Caractérisation d’une faute médicale : la nécessité de s’appuyer sur des éléments médicaux probants

En matière d’accidents médicaux, la responsabilité d’un professionnel de santé ne peut être engagée qu’à condition de rapporter la preuve qu’il a commis une faute.

A ce titre, l’article L. 1142-1 du Code de la santé publique dispose que :

« Les professionnels de santé mentionnés à la quatrième partie du présent code, ainsi que tout établissement, service ou organisme dans lesquels sont réalisés des actes individuels de prévention, de diagnostic ou de soins ne sont responsables des conséquences dommageables d'actes de prévention, de diagnostic ou de soins qu'en cas de faute ».

Récemment, la Cour de cassation est venue rappeler la nécessité pour les juges du fond de préciser les éléments médicaux sur lesquels ils se fondent pour retenir la responsabilité du professionnel de santé.

Dans cette affaire, à la suite d’une intervention chirurgicale consistant en la pose d’une prothèse de hanche, un patient a présenté diverses luxations. Plusieurs reprises chirurgicales ont alors été effectuées, afin que soit posé un dispositif anti-luxation et que soit effectué un changement de prothèse.

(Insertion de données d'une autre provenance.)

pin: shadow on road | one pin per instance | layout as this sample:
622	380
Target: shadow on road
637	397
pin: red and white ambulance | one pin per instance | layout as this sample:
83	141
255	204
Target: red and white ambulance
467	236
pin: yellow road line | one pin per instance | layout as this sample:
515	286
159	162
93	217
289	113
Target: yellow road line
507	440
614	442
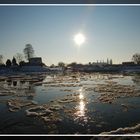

A l’issue de ces péripéties, le patient a assigné non seulement le fabricant de la prothèse, mais également le chirurgien ayant réalisé l’intervention, afin d’obtenir l’indemnisation du préjudice subi.

Si la cour d’appel de Pau a écarté la responsabilité du fabricant de la prothèse, en raison de l’absence de défectuosité de ce produit de santé, elle a au contraire retenu la responsabilité du chirurgien (CA Pau, 1er juin 2021, n°19-02.557).

Elle estimait pour cela que la survenance des luxations subies par le patient était due à une mauvaise appréciation de sa situation initiale par le praticien, qui n’avait pas adopté les réflexes nécessaires.

Ainsi, selon elle, le chirurgien aurait dû déduire des luxations intervenues après la première intervention chirurgicale des caractéristiques morphologiques spécifiques de son patient. Il aurait alors dû lui implanter un dispositif anti-luxation dès l’apparition des luxations, lors de la première intervention.

Mécontent de cette décision, le chirurgien a toutefois formé un pourvoi en cassation, reprochant à la cour d’appel de ne pas avoir précisé sur quels éléments probants et médicaux elle se fondait pour retenir une telle faute à son égard. Il ressortait en effet des termes du rapport d’expertise judiciaire qu’aucune faute, erreur, maladresse ou négligence du chirurgien n’avait pu être caractérisée, la prothèse posée par ce dernier étant tout à fait conforme à la morphologie et à l’âge du patient.

Par un arrêt du 14 décembre 2022, la Cour de cassation a accueilli le pourvoi formé par le chirurgien en cause, considérant que les juges d’appel n’avaient effectivement pas précisé les éléments médicaux sur lesquels ils se fondaient afin de conclure à une faute médicale du chirurgien.

A cette occasion, la Cour de cassation a alors rappelé que, si les juges n’étaient pas liés par les conclusions des rapports d’expertise, en vertu des dispositions de l’article 246 du Code de procédure civile, ils n’étaient pour autant pas dispensés de fonder leurs décisions sur des éléments médicaux probants.

Cette décision récente s’inscrit dans une tendance jurisprudentielle déjà bien établie. En effet, en 2018, la Cour de cassation avait déjà rappelé que le juge n’était pas compétent pour donner un avis de nature médicale sur le dossier, et qu’il lui incombait de désigner des médecins experts pour le faire (Cass. 1re civ., 5 avril 2018, n°17-15620).